Global exchanges plan relocation as UAE and Hong Kong offer regulatory relief
Major crypto exchanges are considering relocation to Dubai and Hong Kong following Singapore’s strict new rules on overseas crypto operations. Flexible regulation and tax incentives in the UAE make it a top destination for the booming digital asset industry.
Major digital asset exchanges are preparing to relocate operations to Dubai and Hong Kong as Singapore implements sweeping restrictions on overseas cryptocurrency activity, according to a senior executive based in the UAE’s International Free Zone Authority (IFZA).
Last month, Singapore’s Monetary Authority announced that any crypto service provider incorporated in the city-state and serving foreign clients must obtain a Digital-Token Service Provider licence by June 30, 2025. Firms that fail to comply risk facing severe penalties, including fines of up to SGD 250,000 (Dhs 734,500) and up to three years in prison. The new regulations leave no room for exemptions, even for smaller operators.
“This is effectively a moratorium on fresh licences, hence the migration — or crypto exodus,” explained Vikram R Singh, founder and chief executive of blockchain consultancy Antier, which has recently expanded its operations in IFZA Dubai.
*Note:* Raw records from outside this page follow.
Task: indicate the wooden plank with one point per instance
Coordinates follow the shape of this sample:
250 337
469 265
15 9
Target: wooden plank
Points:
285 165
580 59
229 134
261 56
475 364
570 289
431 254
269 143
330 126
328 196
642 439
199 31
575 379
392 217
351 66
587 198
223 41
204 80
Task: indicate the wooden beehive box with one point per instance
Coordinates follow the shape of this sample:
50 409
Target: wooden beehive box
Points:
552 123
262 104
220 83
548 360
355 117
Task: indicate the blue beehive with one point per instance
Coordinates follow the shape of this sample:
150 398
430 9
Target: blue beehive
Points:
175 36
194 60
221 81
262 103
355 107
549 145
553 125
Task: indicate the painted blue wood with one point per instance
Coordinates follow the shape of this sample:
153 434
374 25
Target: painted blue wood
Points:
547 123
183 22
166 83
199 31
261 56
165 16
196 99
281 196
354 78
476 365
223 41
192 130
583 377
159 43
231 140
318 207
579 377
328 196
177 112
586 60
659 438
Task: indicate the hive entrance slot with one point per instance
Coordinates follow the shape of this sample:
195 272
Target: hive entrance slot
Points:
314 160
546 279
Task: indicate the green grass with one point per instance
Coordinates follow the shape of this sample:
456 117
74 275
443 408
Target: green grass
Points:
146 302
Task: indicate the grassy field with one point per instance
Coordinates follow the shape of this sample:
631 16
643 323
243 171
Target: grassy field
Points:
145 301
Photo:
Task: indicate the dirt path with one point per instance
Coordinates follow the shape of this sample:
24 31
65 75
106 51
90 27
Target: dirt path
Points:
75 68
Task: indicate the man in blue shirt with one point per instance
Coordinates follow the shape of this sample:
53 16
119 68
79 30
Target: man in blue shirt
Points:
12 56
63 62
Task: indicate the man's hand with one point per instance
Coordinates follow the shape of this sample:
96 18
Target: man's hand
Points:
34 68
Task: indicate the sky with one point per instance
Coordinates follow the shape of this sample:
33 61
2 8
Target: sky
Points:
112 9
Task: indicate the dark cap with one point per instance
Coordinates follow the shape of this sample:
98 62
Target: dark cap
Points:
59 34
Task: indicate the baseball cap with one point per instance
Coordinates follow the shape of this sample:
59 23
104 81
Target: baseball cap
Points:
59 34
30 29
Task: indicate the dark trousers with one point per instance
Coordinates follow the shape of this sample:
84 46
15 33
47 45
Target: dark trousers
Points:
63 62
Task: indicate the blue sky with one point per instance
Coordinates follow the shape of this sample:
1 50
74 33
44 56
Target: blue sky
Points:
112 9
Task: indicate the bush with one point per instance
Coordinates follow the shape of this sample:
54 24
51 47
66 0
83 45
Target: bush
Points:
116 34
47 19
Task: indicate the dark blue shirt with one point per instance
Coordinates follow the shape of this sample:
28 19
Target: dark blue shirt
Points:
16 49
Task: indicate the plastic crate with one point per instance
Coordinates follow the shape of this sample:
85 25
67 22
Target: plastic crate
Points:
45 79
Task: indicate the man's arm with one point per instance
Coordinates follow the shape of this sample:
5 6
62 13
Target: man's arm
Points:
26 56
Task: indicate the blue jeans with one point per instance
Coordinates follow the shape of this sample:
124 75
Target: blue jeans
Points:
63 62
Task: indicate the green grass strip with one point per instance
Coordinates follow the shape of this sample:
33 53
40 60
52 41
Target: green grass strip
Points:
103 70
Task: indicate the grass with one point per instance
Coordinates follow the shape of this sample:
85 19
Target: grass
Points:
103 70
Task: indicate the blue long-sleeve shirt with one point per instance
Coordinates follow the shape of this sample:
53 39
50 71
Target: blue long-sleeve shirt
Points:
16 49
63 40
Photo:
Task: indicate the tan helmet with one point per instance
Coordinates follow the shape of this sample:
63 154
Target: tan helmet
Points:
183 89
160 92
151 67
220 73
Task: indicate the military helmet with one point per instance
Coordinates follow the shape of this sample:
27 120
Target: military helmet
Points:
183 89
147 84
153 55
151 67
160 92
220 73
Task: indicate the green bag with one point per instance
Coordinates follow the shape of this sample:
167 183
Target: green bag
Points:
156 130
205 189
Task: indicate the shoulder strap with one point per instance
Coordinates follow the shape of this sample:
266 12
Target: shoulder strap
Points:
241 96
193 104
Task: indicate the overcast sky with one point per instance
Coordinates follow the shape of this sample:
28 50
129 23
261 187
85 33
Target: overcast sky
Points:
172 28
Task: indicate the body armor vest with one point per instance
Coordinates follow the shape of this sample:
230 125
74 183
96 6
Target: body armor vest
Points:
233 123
While Singapore, once considered a crypto-friendly hub, moves to tighten oversight, industry leaders note that the UAE has spent the past three years laying the groundwork for a comprehensive regulatory environment for digital assets. The result is a jurisdiction that many now view as an attractive alternative.
According to consultancy firm Sumsub, the UAE attracted a record-breaking $30 billion in crypto investment during 2024, cementing its status as the region’s leading destination for digital finance ventures.
The country’s favourable tax policies have also been a significant draw for investors. Individual investors in the UAE are not subject to income or capital gains tax on crypto-related profits. Furthermore, companies operating within designated free zones can often reduce the new 9% federal corporate tax to near zero, provided the majority of their business is conducted outside the Emirates.
The UAE’s regulatory structure is designed with flexibility in mind. Federal authorities oversee mainland crypto activity, while individual free zones — including Dubai’s IFZA, the Dubai International Financial Centre (DIFC), and the Abu Dhabi Global Market (ADGM) — maintain their own digital asset frameworks.
This model allows crypto founders and companies to “pick the regulator that fits the business model,” Singh added, highlighting the country’s appeal for firms navigating an increasingly complex global regulatory landscape.
As regulatory uncertainty pushes major exchanges to reconsider their global operations, both Dubai and Hong Kong appear poised to capitalise, offering digital asset firms a path forward amid mounting restrictions elsewhere.